Muscle function, in this definition, is what the muscle could do if it was to contract by itself with the body in anatomical position.  This is a general definition of muscle function.  For more information on how muscles work together on the body please refer to a physiology or functional anatomy text.

The coracobrachialis assists in flexion and adduction of the arm at the shoulder joint.

A description of where a Myofascial Trigger Point may produce pain in the body.  This area is generally located away from the trigger point.

Pain is referred over the front of the shoulder and down the posterior (back) aspect of the arm as well as into the backside of the forearm and hand.

A description of the symptoms a person may experience with trigger points in the muscle being described.

A person with TrPs in the coracobrachialis muscle will experience pain in the front of the shoulder and will complainthat it is aggravated by reaching behind the body across the low back.

   

 A list of possible diseases that fit the information derived from examination of a patient.

  1. C7 radiculopathy.
  2. Carpal Tunnel Syndrome.
  3. Subacromial bursitis.
  4. supraspinatus tendonitis.
  5. Acromioclavicular joint dysfunction.

A list of activities or positions that may either CAUSE a trigger point to manifest or PROLONG a pain condition respectively.

  1. TrPs in the coracobrachialis develop secondarily to other active TrPs in muscles within its functional unit.

A corrective action is usually a modification of daily routine which will reduce stress on the affected muscle(s) in a person with myofascial trigger points.

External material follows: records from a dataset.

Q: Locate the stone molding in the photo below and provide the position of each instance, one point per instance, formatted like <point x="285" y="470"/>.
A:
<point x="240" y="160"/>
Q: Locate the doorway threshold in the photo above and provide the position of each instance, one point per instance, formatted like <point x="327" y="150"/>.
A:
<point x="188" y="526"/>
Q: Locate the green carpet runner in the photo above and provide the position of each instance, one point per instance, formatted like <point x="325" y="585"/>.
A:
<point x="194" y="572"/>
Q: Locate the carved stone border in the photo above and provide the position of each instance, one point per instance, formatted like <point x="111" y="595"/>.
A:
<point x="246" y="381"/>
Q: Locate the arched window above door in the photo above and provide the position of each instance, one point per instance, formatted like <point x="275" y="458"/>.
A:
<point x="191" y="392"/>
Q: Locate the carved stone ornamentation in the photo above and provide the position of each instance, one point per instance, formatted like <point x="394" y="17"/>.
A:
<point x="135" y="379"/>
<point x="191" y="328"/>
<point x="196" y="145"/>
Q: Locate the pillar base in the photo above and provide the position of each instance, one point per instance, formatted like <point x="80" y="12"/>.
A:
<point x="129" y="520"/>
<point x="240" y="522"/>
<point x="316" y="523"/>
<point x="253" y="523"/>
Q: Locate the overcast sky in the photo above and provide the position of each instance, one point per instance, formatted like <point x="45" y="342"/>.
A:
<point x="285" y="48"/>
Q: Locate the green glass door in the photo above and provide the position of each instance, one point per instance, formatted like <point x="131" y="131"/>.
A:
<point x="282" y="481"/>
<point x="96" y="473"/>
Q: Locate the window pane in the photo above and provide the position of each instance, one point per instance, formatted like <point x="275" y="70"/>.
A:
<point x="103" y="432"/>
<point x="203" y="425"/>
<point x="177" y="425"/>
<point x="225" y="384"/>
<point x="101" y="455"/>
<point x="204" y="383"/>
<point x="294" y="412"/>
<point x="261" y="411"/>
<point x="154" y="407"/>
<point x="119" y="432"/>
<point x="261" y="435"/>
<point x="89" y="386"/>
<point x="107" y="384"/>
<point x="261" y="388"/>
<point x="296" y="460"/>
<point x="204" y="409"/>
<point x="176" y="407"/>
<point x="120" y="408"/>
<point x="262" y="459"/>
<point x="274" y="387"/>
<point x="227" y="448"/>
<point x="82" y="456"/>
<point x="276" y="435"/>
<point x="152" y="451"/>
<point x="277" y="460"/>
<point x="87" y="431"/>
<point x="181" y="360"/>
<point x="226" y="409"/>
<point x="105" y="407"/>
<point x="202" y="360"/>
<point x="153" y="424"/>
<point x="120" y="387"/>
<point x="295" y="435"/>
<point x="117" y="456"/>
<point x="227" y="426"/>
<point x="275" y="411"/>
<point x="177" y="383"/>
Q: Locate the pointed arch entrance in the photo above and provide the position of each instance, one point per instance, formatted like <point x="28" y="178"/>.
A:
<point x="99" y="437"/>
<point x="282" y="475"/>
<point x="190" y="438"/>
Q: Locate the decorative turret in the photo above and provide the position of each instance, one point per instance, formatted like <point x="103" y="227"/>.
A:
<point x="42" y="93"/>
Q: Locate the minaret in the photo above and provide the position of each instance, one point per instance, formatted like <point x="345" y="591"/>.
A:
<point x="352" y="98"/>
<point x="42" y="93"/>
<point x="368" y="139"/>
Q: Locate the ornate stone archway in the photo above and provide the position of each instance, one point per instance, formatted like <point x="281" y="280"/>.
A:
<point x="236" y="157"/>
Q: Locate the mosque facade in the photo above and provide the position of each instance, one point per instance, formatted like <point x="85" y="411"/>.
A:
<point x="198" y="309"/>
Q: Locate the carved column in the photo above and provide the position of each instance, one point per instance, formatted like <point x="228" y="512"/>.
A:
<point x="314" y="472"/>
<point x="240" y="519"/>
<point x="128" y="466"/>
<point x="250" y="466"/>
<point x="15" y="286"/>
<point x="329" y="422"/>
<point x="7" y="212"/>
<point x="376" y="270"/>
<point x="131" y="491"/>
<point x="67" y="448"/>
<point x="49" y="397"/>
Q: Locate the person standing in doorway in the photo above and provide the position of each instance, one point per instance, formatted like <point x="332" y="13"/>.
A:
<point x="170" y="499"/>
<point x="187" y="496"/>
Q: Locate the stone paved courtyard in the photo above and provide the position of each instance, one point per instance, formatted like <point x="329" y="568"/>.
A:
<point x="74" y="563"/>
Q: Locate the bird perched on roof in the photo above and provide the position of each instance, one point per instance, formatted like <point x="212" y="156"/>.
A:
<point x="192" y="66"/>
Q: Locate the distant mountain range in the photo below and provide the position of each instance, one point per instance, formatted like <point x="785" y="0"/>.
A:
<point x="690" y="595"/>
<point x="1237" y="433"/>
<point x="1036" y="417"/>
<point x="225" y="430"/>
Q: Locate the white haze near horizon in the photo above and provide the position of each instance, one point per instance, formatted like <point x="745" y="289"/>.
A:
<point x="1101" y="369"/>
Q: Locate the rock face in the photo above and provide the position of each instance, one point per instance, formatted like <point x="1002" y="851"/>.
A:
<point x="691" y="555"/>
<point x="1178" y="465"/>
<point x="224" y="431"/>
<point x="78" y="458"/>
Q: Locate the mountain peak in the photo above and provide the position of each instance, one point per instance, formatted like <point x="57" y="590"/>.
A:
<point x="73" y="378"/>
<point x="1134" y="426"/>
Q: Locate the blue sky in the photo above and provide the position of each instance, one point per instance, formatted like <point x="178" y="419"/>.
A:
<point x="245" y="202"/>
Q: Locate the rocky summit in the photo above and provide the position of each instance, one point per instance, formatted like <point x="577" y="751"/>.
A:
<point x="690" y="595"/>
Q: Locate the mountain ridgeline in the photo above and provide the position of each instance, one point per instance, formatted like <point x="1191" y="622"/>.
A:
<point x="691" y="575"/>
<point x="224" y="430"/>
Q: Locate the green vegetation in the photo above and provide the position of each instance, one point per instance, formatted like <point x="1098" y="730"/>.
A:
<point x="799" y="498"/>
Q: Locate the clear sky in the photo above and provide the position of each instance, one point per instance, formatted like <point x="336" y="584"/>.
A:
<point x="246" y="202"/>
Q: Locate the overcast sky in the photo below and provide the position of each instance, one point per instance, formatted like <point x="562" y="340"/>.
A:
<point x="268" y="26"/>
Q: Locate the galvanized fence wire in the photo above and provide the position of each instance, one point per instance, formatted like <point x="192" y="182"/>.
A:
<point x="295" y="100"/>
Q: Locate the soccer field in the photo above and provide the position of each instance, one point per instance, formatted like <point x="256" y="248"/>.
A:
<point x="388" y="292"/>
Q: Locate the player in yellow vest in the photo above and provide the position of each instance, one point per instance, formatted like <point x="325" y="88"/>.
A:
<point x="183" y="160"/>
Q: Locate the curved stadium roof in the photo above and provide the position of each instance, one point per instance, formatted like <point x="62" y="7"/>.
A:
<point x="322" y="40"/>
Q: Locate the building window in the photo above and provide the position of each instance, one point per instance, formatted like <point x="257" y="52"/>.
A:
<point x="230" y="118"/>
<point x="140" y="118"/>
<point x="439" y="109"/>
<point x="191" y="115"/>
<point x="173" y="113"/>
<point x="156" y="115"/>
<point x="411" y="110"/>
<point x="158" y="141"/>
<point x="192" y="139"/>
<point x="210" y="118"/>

  1. A person should avoid lifting objects with the arms outstretched – instead the elbows should be tucked close to the body.
 

References : 
Simons DG, Travell JG, Simons LS, Myofascial Pain and Dysfunction: The Trigger Point Manual, vol 1, 2nd Ed. Baltimore: Williams and Wilkins, 1999.

Travell JG, Simons DG, Myofascial Pain and Dysfunction, vol 2. Baltimore: Williams & Wilkins, 1992.


This information is not intended to diagnose, treat, or cure any disease.  A proper diagnosis should be sought from a licensed health care provider.